Today is National Tin Can Day in the USA, they make quite a big thing of it. TV cookery shows have 'make today's meals with cans from your cupboard' and enterprising groups organise "Can Challenges" to collect stocks for their charity foodbanks [that's a good way to celebrate]
They chose this day because on Jan 19th 1825 - 200 years ago, Thomas Kensett and Ezra Daggett filed the first patent in the USA to make tin cans for food preservation. In the UK, Peter Durand had filed a patent some fifteen years before, and in 1812, the brilliant inventor Bryan Donkin set up a canning factory in Bermondsey - but somehow we do not celebrate them here in the UK. Perhaps we should.

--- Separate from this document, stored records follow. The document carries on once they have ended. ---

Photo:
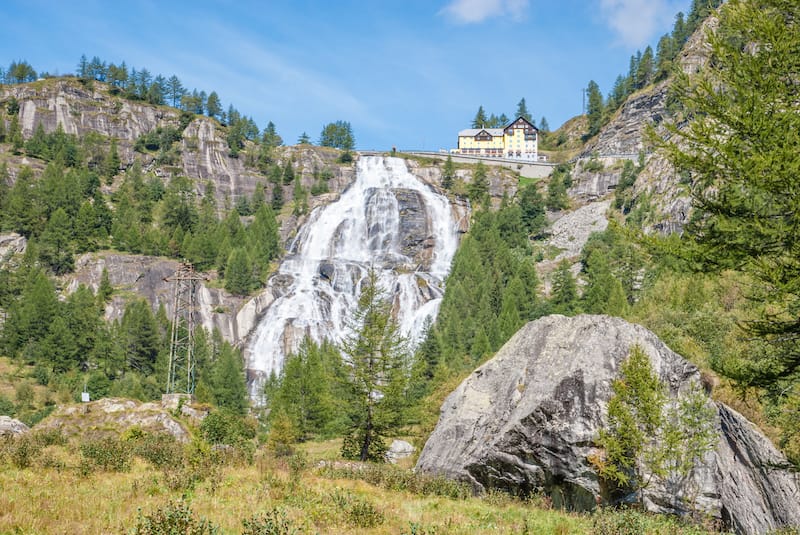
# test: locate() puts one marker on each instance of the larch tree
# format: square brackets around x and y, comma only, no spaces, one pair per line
[740,147]
[377,356]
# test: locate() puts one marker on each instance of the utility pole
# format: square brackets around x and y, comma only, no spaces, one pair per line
[180,379]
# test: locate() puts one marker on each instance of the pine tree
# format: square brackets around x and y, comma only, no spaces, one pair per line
[544,126]
[56,243]
[522,111]
[480,119]
[112,162]
[140,337]
[376,355]
[213,105]
[104,290]
[595,108]
[634,419]
[228,385]
[478,188]
[740,150]
[306,391]
[448,173]
[564,295]
[534,216]
[239,272]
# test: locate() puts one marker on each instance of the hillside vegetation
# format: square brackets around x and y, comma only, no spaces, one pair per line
[723,293]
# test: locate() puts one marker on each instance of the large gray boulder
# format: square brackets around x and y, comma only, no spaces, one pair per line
[527,421]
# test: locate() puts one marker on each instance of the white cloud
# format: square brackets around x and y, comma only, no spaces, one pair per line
[475,11]
[637,21]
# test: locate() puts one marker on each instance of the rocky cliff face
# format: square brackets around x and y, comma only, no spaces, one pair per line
[145,277]
[113,416]
[204,153]
[528,419]
[624,137]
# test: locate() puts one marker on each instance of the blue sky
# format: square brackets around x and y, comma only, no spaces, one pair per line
[407,73]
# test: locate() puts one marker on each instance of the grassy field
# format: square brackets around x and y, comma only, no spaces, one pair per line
[50,485]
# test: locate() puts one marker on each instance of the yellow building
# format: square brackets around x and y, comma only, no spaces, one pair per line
[518,140]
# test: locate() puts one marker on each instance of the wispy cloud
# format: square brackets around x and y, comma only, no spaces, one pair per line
[637,21]
[476,11]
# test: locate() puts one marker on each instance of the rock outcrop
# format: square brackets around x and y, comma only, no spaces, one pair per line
[145,276]
[112,416]
[12,427]
[527,421]
[624,137]
[11,244]
[202,153]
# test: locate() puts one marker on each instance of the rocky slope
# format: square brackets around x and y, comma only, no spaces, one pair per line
[624,137]
[113,416]
[203,152]
[528,421]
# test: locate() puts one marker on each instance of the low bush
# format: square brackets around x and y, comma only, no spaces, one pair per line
[357,511]
[173,518]
[273,522]
[108,454]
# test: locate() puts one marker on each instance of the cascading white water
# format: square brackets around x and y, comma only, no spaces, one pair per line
[387,220]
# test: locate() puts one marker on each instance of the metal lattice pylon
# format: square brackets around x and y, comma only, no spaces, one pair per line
[180,379]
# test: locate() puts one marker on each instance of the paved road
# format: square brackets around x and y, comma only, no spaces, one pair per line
[525,168]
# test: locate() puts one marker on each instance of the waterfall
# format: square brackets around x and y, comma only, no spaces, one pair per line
[387,220]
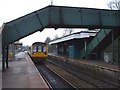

Today I am thinking of can as a noun, rather as a verb. To be able to do something- from the Old English cunnan ‘to know’ (in Middle English ‘know
how to’) Bob and Rosie both have famous namesakes who use can as their catchphrase - the Builder and the Riveter.
It is so easy to feel daunted, or defeated, when there is a difficult task ahead of us.
When I am struggling to deal with something I which feel is beyond my abilities, I don't turn to these two fictional characters but rather to the Bible. In Philippians the apostle Paul says "I can do all this through Jesus, who gives me strength" and the book of Joshua where we read "Be strong and courageous. Do not be afraid;
do not be discouraged, the Lord your God will be with
you wherever you go.”
It's good to remember that we do not have to do it all on our own.